The XX Factor

Some Good News for Pro-Choicers

Photo by Alex Wong/Getty Images

Every since Republicans swept up on the state level in the 2010 elections, it’s been one depressing news story after another regarding abortion rights. State-level Republicans seem determined to make abortion legal in name only, and certainly not something that the 1 in 3 women who will get one in her lifetime can simply just get safely without enduring humiliation and excessive expenses – and that’s if she can get an abortion at all. So it’s truly refreshing to finally be able to report some good news on the abortion rights front, and in fact, report on two good stories.  

First of all, a federal judge has blocked implementation of Texas’ new ultrasound law pending a court case, luckily before a single patient was subjected to the onerous restrictions. The law would have required women to listen to a condescending lecture about abortion (from a doctor who doesn’t even agree!), put through a medically unnecessary sonogram using the vaginal probe instead of a less invasive technique, and then sent home for 24 hours to think about what a naughty girl she is. After going through this little GOP-scripted S & M ritual, then a woman would be allowed her abortion. The Center for Reproductive Rights is fighting the law on freedom of speech grounds, because mandating that independent citizens recite government propaganda they disagree with in order to use their court-protected reproductive rights crosses the First Amendment in all sorts of ways.

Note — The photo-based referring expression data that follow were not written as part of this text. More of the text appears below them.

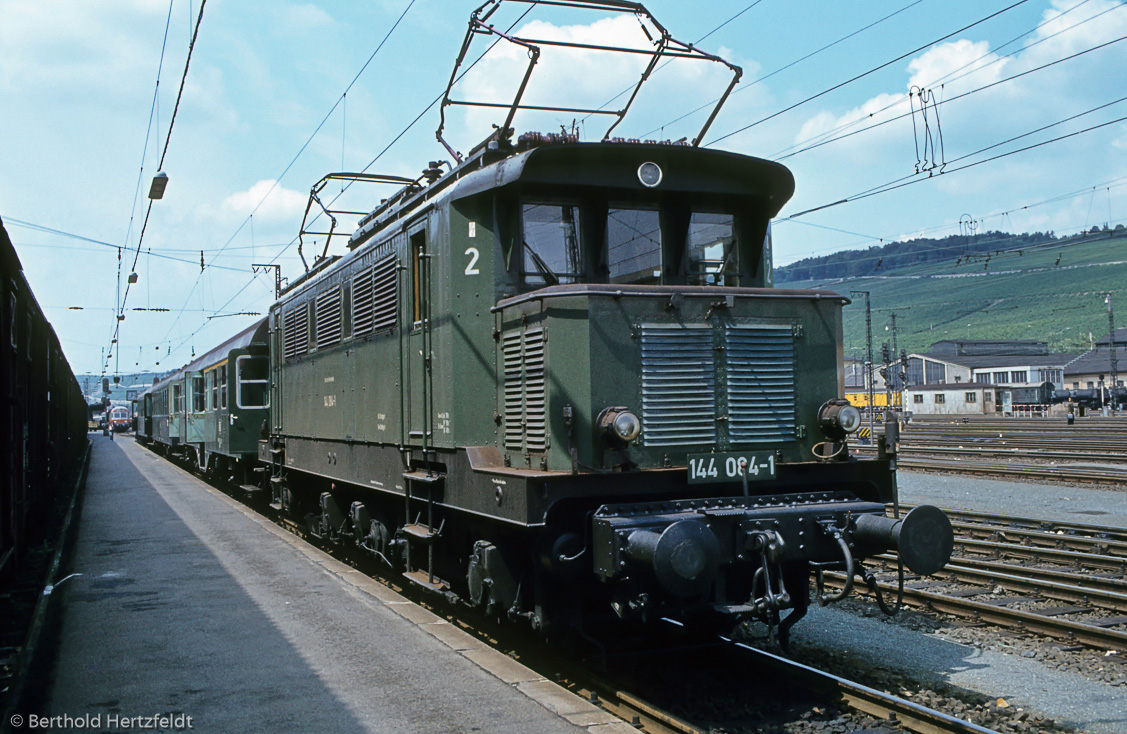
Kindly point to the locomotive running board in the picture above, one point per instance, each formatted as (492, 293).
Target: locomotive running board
(426, 581)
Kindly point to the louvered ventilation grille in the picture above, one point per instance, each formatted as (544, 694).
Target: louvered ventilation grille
(296, 332)
(525, 394)
(362, 301)
(677, 386)
(328, 318)
(383, 293)
(760, 362)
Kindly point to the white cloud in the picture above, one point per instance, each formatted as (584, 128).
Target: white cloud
(308, 16)
(267, 201)
(972, 63)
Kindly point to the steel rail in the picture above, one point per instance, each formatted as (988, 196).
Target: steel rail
(1017, 618)
(1090, 595)
(1032, 523)
(912, 449)
(1091, 635)
(1044, 539)
(1071, 557)
(650, 718)
(1027, 470)
(868, 700)
(1086, 583)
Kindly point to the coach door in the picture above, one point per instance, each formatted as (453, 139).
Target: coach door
(416, 379)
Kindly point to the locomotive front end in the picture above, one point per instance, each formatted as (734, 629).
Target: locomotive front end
(681, 412)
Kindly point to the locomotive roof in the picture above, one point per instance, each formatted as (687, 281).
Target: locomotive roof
(609, 165)
(254, 334)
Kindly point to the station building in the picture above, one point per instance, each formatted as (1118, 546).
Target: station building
(966, 398)
(1092, 370)
(1010, 377)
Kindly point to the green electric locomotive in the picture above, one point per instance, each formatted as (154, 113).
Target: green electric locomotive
(555, 381)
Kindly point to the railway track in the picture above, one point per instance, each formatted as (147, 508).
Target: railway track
(821, 688)
(1032, 449)
(1061, 580)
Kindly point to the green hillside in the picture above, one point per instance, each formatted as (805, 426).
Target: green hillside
(1053, 291)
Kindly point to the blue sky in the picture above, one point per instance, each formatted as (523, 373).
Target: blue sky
(265, 114)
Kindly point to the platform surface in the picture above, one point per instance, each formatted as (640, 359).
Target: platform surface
(191, 604)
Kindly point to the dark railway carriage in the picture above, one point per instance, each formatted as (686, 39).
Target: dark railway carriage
(43, 415)
(557, 382)
(214, 409)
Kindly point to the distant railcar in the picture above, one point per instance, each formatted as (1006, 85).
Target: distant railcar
(121, 418)
(213, 410)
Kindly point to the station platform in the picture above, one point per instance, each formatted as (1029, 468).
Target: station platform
(193, 610)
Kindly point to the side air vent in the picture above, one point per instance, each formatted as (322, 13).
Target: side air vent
(525, 392)
(677, 386)
(296, 332)
(374, 298)
(760, 362)
(383, 293)
(328, 318)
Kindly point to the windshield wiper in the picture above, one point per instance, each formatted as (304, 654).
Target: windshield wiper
(550, 277)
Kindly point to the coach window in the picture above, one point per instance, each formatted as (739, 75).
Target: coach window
(251, 382)
(633, 246)
(197, 394)
(15, 315)
(712, 253)
(550, 247)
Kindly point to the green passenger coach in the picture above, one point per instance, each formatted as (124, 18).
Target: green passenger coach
(214, 410)
(556, 382)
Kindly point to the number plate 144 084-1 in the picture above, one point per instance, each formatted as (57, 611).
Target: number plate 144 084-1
(726, 467)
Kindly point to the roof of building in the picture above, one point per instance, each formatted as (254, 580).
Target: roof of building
(1001, 361)
(1120, 338)
(1098, 361)
(990, 347)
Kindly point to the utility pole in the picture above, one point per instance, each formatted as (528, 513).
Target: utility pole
(898, 382)
(868, 342)
(1111, 348)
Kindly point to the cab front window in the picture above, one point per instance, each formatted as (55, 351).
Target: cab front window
(550, 251)
(711, 248)
(633, 246)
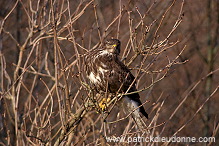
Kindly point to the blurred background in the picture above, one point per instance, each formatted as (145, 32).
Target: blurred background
(40, 40)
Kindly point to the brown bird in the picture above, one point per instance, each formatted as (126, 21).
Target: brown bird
(108, 74)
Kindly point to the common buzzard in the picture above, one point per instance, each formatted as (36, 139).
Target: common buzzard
(108, 74)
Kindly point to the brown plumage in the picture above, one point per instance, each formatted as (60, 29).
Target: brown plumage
(107, 73)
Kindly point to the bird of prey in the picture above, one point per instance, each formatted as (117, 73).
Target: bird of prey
(108, 74)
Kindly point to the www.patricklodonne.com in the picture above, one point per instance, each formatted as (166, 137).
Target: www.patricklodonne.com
(159, 139)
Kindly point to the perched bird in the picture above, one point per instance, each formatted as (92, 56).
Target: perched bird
(108, 74)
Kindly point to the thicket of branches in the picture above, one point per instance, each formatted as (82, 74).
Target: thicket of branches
(45, 96)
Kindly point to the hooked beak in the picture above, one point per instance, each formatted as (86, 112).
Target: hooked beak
(114, 45)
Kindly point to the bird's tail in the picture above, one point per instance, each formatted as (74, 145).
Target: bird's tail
(134, 106)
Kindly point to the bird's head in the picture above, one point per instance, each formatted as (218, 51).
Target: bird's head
(113, 46)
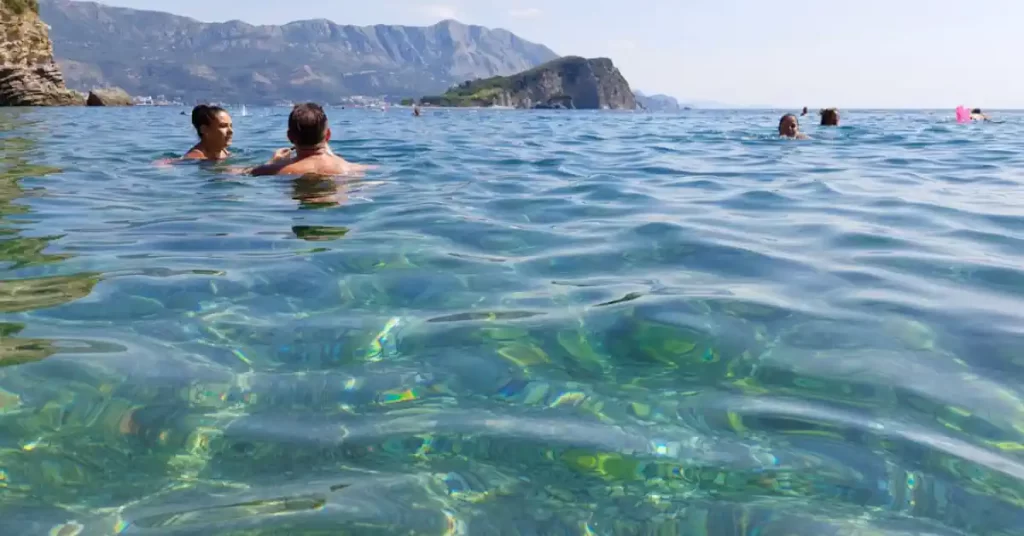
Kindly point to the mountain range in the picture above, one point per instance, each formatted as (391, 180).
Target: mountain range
(153, 53)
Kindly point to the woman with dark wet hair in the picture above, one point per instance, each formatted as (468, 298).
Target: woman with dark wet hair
(829, 117)
(215, 130)
(788, 126)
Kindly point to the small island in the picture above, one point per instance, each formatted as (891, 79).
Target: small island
(566, 83)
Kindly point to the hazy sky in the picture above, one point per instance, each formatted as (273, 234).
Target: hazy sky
(848, 53)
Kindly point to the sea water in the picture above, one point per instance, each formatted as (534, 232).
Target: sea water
(519, 323)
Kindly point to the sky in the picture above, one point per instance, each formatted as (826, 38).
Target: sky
(846, 53)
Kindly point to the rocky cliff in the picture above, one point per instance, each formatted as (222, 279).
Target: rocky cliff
(28, 74)
(565, 83)
(153, 53)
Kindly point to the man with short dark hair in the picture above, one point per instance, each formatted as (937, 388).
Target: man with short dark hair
(308, 131)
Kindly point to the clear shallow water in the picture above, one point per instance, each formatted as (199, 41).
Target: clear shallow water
(519, 324)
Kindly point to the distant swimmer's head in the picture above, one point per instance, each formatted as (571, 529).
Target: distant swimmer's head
(788, 126)
(213, 125)
(829, 117)
(307, 126)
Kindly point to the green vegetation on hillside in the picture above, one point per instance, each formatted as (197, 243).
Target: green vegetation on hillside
(19, 6)
(485, 91)
(473, 93)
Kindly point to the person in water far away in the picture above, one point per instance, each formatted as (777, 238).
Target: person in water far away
(829, 117)
(308, 131)
(215, 131)
(788, 126)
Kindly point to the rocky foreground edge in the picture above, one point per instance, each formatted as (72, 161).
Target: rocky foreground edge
(29, 76)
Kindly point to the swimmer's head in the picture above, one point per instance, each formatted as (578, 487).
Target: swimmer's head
(307, 125)
(829, 117)
(788, 126)
(213, 125)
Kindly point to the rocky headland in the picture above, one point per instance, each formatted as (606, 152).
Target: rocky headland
(29, 76)
(571, 82)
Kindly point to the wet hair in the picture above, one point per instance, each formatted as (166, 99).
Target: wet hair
(829, 117)
(307, 124)
(204, 115)
(782, 120)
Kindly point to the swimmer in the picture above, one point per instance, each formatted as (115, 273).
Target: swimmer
(829, 117)
(788, 126)
(308, 131)
(215, 131)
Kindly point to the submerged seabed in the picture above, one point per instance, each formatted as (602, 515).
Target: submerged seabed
(521, 323)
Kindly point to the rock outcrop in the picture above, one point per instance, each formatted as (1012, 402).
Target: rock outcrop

It’s worth noting, since this always comes up in discussion about ultrasounds, that forcing women to endure unnecessary vaginal penetration to secure a sonogram picture of the embryo has nothing to do with “informed consent.” To suggest that indicates a belief that women who seek abortions are unaware of what a pregnancy is, which assumes a level of stupidity in women that would realistically make them unable to operate the phone and schedule the appointment in the first place. Second of all, empirical evidence demonstrates women are not as stupid as those who buy into the “informed consent” argument would  have you believe. Researchers have tracked women’s responses when abortion providers offer to show them sonograms performed to determine gestational age, which is something many doctors do as a matter of course anyway, and found that none of the women studied changed their minds, due to prior knowledge that abortion means not being pregnant anymore.  

The other beam of light in the darkness is this NPR report on the Justice Department’s amped-up efforts to prosecute abortion “protesters” who move beyond mere verbal harassment of women entering family planning clinics and into physically obstructing women or employees from entering clinics. (I say “family planning” instead of merely “abortion,” because some clinics being targeted don’t provide abortion but are being targeted for merely providing contraception.) A typical case is like this one, where a man is being charged for what sounds like physically blocking patients from entering the clinic and engaging in some pushing. Obviously, you can count on anti-choice spokesmen to flatly deny that there’s been any physical abuse at these clinic “protests,” but these are the same folks who claim that abortion causes breast cancer and depression, so relying them to accurately portray reality is an unwise move. The DOJ has filed eight suits already against anti-choicers who cross the line from harassment to more overt terrorism, which can be compared to the Bush administration’s record of prosecuting only one case in eight years. Abortion-rights organizations say that the enforcement of laws against minor acts of anti-choice terrorism appears to be working, and it’s keeping the rate of violence down as clinic harassment squads are now truly afraid to cross the line for fear of legal repercussions.